= Jedność (Polish weekly) =

Jedność (/pl/, meaning Unity in English) was an independent Polish weekly magazine launched during the August 1980 strike in Szczecin Shipyard. Four months later it became the first opposition publication in the Soviet-dominated Eastern Europe to be allowed by the authorities.

==History==
In the Communist countries, all publications needed a government license, in Poland called debit, and were subject to prior restraint. The rise of Solidarność created a kind of grey zone: hundreds of local bulletins were launched without "debits", thus formally illegal, yet rarely prosecuted. Jedność (full title: Nasz rodowód – sierpień ’80 JEDNOŚĆ, Our origin - August 1980 UNITY) was initially published and distributed in the Szczecin region in this way.

Unlike others, Jedność chief editor Leszek Dlouchy applied for a debit and surprisingly received it soon, with the first fully legal edition published on 3 January 1981. The countrywide Tygodnik Solidarność, the official weekly of the free union's National Coordination Committee, had to wait until May for its "debit".

Both papers struggled with the censors who would often ban half of a planned issue, and a sequence of dashes in square brackets, [----], marking the cuts, was often seen in each article. Yet the debit spelled the right of sale in kiosks of the monopolist, state-owned Ruch, while underground and grey zone bulletins could only be distributed hand-to-hand.

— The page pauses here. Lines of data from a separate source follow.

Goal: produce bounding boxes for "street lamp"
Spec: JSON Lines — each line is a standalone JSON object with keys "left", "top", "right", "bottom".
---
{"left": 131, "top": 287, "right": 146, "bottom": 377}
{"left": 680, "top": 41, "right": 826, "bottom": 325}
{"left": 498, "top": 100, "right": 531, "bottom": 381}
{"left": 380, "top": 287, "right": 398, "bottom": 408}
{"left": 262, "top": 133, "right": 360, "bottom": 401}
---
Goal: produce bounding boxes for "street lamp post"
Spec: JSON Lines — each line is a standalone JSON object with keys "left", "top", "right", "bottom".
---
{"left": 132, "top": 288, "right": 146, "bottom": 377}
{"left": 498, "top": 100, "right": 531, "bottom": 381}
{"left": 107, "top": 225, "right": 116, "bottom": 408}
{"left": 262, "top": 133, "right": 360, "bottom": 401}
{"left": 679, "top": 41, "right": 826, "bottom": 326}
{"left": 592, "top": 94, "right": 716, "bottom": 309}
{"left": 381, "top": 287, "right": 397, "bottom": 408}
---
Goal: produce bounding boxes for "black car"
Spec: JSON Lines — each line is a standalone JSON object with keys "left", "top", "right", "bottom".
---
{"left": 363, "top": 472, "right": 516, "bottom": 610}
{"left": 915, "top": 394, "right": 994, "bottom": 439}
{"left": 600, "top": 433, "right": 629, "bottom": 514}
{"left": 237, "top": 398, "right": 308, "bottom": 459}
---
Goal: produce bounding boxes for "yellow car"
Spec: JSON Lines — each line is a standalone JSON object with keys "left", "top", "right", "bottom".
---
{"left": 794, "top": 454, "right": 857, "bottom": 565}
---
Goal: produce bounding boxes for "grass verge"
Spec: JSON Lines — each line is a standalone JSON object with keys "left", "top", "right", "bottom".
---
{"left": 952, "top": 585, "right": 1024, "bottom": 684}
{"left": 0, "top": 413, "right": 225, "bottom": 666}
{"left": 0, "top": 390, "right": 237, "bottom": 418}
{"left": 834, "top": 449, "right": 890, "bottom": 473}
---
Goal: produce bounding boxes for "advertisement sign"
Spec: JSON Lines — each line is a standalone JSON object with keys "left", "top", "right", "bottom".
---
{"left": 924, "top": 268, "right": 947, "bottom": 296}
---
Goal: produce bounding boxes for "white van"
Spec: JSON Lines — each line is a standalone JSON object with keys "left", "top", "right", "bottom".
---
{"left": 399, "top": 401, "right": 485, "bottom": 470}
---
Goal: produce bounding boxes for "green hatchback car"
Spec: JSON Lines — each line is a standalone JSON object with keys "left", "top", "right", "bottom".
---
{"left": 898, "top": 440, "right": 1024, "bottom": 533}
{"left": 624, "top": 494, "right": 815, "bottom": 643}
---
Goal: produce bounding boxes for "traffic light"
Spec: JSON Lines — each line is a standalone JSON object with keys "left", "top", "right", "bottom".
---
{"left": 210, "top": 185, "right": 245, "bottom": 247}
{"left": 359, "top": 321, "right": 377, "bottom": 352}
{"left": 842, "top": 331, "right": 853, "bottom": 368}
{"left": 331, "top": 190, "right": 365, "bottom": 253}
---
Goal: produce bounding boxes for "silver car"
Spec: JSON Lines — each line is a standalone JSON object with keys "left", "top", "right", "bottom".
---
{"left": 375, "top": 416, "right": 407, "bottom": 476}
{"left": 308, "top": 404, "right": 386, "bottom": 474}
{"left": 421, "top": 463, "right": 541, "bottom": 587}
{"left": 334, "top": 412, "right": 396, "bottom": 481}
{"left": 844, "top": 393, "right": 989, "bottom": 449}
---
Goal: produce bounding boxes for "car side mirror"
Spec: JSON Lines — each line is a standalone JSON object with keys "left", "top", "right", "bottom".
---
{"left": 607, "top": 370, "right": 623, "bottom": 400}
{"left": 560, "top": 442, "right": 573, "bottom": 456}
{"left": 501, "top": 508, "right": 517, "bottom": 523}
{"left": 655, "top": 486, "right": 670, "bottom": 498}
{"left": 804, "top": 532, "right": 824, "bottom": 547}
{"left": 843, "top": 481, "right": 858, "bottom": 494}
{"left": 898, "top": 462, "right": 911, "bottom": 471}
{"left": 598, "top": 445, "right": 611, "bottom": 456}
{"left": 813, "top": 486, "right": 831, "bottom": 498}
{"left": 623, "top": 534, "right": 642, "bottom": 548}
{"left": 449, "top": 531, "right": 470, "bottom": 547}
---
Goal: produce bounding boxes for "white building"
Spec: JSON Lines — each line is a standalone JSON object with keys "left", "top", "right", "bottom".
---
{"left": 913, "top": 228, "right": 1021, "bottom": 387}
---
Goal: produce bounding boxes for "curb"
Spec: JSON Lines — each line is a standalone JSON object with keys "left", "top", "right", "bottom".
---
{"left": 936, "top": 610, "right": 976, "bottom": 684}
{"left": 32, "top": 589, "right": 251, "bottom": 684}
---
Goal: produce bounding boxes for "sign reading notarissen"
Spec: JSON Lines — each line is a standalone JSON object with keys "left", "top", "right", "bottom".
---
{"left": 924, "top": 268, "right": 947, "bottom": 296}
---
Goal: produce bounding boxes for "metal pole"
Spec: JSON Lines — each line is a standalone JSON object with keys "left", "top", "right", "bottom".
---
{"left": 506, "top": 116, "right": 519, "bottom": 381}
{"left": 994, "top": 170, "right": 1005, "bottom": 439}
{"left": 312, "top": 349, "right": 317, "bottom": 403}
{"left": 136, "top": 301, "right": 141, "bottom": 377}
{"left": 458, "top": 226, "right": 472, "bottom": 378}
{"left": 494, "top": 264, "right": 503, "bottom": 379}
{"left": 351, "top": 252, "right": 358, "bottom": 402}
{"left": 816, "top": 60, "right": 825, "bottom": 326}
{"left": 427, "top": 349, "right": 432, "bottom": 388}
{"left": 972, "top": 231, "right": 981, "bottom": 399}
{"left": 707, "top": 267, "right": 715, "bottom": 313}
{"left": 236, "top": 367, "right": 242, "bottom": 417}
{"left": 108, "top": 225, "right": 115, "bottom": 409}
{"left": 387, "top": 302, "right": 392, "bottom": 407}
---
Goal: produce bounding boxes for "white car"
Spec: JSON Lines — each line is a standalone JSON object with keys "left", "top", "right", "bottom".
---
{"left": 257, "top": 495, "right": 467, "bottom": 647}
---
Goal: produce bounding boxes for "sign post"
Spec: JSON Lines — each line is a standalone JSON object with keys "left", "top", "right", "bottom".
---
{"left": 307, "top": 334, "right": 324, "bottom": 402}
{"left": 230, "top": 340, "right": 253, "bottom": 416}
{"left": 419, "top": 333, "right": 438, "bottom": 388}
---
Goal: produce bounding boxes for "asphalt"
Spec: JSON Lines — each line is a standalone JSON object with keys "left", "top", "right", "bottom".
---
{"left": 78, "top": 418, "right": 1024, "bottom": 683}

Out of 100,000 Jedność copies printed weekly, half was meant for Szczecin and the region, while union members in the national railway PKP would distribute the other half to several Polish cities. Jedność attracted several prominent Polish authors and illustrators, the most notable being Andrzej Mleczko.

The legal existence of both Jedność and Tygodnik Solidarność ended on 13 December 1981, when the Communists declared martial law in Poland. Jedność continued in the underground until the fall of Communism in 1989.